Quelles sont les obligations des communes en matière de sépulture des défunts en urnes ? Alors que la crémation est une pratique répandue, la question de la conservation des urnes funéraires intéresse les communes ! Pour le député Philippe Gossellin, « il semblerait légitime que les défunts en urnes disposent du droit à sépulture c'est-à-dire à d'un emplacement à titre gratuit dans le terrain commun de toutes les communes, quelle que soit leur population ». C’est pour cela qu’il interpelle le ministère de l’Intérieur à l’occasion d’une question parlementaire.

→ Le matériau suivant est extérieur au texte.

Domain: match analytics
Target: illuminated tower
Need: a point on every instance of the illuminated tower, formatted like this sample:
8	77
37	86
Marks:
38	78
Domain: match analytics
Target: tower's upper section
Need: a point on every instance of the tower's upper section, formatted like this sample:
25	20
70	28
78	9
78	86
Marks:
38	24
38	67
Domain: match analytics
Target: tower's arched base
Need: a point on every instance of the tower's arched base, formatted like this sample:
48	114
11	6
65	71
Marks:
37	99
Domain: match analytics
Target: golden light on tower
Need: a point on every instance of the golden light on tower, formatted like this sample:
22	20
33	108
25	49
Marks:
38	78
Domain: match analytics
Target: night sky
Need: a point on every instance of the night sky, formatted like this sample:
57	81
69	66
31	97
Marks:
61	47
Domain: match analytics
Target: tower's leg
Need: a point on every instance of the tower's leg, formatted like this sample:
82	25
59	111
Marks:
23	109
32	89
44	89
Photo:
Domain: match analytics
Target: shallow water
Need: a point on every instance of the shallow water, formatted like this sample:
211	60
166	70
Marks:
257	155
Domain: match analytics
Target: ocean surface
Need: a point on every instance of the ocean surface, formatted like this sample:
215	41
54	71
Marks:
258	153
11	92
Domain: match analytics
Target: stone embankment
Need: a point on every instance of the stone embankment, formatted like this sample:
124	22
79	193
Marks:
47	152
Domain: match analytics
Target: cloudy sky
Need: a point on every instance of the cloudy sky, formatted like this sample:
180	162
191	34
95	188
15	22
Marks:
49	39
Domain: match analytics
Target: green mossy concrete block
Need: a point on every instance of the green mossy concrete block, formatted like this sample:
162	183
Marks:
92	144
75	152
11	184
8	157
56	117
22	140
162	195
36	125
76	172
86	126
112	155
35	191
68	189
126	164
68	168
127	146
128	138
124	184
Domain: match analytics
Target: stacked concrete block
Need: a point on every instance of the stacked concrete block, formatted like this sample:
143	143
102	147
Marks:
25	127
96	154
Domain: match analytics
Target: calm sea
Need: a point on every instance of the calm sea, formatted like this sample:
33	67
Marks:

Depuis 2008, les cendres d’un défunt bénéficient du même statut et des mêmes droits qu’un corps inhumé, a rappelé le ministère dans sa réponse publiée le 1er décembre 2015. Dès lors, il existe plusieurs possibilités : l’urne « peut être inhumée dans une sépulture, déposée dans une case de columbarium ou scellée sur un monument funéraire à l'intérieur d'un cimetière ou d'un site cinéraire », indique le ministère de l’Intérieur.
 
Dans le cas d’une inhumation, comme pour toute sépulture, toutes les communes doivent fournir un emplacement gratuit pour une durée minimale de cinq ans aux personnes domiciliées sur le territoire. Néanmoins, seules les communes de plus de 2 000 habitants ont l’obligation de « disposer d'au moins un site cinéraire destiné à l'accueil des cendres des personnes décédées dont le corps a donné lieu à crémation », indique le ministère qui précise que « le site cinéraire comprend un espace aménagé pour la dispersion des cendres et doté d'un équipement mentionnant l'identité des défunts, ainsi qu'un columbarium ou des espaces concédés pour l'inhumation des urnes ». Les communes de moins de 2 000 habitants ne sont donc pas concernées.
 
Le ministère relève également le cas où le site cinéraire est situé à côté du crématorium et non dans l’enceinte du cimetière communal. Dans ce cas, « les emplacements sont gérés sur la base de dispositions contractuelles liant les familles à l'entreprise délégataire ou au directeur de la régie ». Mais le maire conserve son pouvoir de police des funérailles et des lieux de sépulture. Tout dépôt et retrait d’une urne est donc soumis à déclaration préalable auprès du maire de la commune où est situé le site cinéraire.